Jana Kramer receives co-parenting advice from Gleb Savchenko.
The 37-year-old actress is her former “Dancing with the Stars” partner, with 10-year-old Olivia and 3-year-old Zulata, and her estranged wife Elena Samodanova, especially her April and dancers. It has proven to be a great source of support and advice on how to raise a separated husband, Jolly, and Jace, aged 5 and 2.
Jana, who participated in DWTS in 2016, said of her “Whine Down” podcast, in which Gleb appeared as a virtual guest, “We haven’t been in much contact for years, but I Says: I am very grateful [when] You contacted me when I heard of my catastrophe.
“You were very kind and kind, because you have followed the same path.
“Thank you very much for contacting us and answering your questions.

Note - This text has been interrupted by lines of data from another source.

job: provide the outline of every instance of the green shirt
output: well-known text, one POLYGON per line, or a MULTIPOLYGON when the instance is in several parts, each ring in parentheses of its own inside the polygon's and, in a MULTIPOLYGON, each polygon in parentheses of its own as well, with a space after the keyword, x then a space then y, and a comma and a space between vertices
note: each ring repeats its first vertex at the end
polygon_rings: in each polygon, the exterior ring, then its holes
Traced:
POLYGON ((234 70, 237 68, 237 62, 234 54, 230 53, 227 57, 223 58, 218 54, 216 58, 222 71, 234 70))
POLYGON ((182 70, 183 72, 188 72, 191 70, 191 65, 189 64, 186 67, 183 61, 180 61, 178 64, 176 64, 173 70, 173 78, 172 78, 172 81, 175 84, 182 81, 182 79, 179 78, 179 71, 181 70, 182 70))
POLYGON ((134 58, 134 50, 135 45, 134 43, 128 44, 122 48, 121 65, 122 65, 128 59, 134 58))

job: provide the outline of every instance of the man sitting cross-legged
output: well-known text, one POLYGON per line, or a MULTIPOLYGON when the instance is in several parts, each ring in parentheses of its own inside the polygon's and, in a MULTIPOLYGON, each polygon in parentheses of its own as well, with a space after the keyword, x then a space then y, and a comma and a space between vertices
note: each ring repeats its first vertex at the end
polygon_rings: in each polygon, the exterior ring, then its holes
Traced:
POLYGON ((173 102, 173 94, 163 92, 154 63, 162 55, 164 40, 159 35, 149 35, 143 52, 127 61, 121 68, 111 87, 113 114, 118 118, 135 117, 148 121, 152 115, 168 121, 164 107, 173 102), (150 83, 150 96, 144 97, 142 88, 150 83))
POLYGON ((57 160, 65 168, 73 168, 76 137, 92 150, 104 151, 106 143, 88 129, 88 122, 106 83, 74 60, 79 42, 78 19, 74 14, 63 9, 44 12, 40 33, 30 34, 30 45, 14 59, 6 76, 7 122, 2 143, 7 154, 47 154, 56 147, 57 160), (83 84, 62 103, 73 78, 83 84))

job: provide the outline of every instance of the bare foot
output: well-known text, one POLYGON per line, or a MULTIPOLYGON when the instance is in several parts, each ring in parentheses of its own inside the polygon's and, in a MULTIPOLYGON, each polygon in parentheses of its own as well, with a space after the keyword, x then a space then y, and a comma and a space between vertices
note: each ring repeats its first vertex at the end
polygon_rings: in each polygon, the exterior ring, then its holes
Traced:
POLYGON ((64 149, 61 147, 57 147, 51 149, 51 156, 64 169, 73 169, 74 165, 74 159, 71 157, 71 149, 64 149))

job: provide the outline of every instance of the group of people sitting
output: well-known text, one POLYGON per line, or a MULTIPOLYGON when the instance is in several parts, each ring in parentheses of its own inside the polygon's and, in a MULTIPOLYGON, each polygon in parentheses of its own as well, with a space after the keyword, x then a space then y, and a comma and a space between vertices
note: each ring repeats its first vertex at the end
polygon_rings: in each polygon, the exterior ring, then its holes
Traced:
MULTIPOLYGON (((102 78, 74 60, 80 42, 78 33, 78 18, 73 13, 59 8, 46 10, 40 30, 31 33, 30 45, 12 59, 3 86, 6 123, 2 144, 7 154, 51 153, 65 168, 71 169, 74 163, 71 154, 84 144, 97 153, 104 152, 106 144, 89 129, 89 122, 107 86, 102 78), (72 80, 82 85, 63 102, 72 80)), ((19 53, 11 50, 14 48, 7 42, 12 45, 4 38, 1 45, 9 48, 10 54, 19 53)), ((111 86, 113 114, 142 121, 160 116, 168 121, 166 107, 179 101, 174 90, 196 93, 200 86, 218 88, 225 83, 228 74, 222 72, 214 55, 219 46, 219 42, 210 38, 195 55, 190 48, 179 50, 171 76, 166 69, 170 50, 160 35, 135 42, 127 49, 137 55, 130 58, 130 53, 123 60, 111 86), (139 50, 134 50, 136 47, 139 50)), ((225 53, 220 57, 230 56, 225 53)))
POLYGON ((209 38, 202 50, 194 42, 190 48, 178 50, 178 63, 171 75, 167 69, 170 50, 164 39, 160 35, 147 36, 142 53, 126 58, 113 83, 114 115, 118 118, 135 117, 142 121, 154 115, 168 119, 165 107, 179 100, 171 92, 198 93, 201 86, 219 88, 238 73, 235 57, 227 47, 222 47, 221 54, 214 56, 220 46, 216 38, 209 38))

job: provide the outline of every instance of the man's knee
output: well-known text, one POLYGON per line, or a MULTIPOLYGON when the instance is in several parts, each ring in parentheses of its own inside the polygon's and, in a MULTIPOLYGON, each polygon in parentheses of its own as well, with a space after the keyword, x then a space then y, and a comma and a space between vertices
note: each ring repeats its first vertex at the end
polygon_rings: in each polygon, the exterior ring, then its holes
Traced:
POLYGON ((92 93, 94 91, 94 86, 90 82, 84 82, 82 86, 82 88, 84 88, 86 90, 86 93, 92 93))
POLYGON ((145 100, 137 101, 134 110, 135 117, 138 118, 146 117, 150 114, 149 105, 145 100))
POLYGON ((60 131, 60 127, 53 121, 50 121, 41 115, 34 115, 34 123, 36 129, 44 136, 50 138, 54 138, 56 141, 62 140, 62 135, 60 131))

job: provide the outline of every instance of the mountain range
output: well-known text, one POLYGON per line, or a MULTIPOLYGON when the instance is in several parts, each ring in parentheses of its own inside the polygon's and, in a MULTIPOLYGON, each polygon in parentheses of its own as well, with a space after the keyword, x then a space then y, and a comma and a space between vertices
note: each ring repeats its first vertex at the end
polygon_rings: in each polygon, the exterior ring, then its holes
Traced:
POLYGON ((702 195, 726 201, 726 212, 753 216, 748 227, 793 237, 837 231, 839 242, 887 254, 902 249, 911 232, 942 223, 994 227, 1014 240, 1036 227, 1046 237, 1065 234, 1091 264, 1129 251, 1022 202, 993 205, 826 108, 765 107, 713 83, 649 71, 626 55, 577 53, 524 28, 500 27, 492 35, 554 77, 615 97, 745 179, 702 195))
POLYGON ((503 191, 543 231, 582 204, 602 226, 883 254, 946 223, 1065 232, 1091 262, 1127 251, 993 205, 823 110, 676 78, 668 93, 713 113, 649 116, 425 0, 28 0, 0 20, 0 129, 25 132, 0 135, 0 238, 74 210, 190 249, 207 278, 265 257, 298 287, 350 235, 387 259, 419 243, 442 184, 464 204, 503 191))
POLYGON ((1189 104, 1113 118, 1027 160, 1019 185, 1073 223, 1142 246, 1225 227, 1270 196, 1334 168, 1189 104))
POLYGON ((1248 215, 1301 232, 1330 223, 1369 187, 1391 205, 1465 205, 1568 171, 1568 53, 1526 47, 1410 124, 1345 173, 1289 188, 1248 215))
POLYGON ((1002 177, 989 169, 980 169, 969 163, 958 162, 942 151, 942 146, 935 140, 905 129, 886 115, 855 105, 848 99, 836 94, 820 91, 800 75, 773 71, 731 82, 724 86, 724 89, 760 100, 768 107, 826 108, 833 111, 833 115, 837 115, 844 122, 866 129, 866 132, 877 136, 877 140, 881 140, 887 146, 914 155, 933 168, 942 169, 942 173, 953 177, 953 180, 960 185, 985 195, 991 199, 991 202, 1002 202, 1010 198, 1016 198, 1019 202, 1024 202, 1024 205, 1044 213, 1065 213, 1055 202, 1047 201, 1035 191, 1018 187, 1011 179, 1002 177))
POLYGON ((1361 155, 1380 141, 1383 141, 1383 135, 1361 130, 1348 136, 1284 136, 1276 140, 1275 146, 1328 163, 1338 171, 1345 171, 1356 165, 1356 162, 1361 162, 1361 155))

“I once asked him,’What do you do? How do you co-parent when you’re angry?’ Because you’re experiencing it. You show Thanks for all the support I got.
Former “One Tree Hill” star, one of the most difficult things about the end of marriage is that he never wants to raise his family “alone” and is “extremely overwhelmed” by sadness. Admitted.
She said: “The only thing I get is that I was very overwhelmed the other day. I have no help,” she shared. “It was just hard and previously I had a partner. One day it was a really, really hard day. The kids were just hard and I had a lot of work to do … and finally, “I told you to do it alone. It’s not. ” For example, I wanted my husband and I wanted my partner to do it with me.
“I don’t feel so frustrated. Look at my house. It’s messy, but I don’t have much time.
“I feel a little tired, so I have to ask for help and do it. But it’s difficult and annoying, because I didn’t want to do this alone either. This is so. Not “I didn’t want to be a single mother”
However, Jana insisted she never missed Mike and said she was “very happy” with her decision to divorce.
She added: “I try to keep a distance because I think less communication is better for us. If you have a lot of emotions and the person who hurt you is not kind, you will be a big person. Is very difficult.
“I finally knew what I had to do now. Just keep a distance and I’m doing my part to be a good person.”
“That’s all I can control. Now the less communication is better. It’s the worst, but if all the emotions fade away, I think we can be friendly.”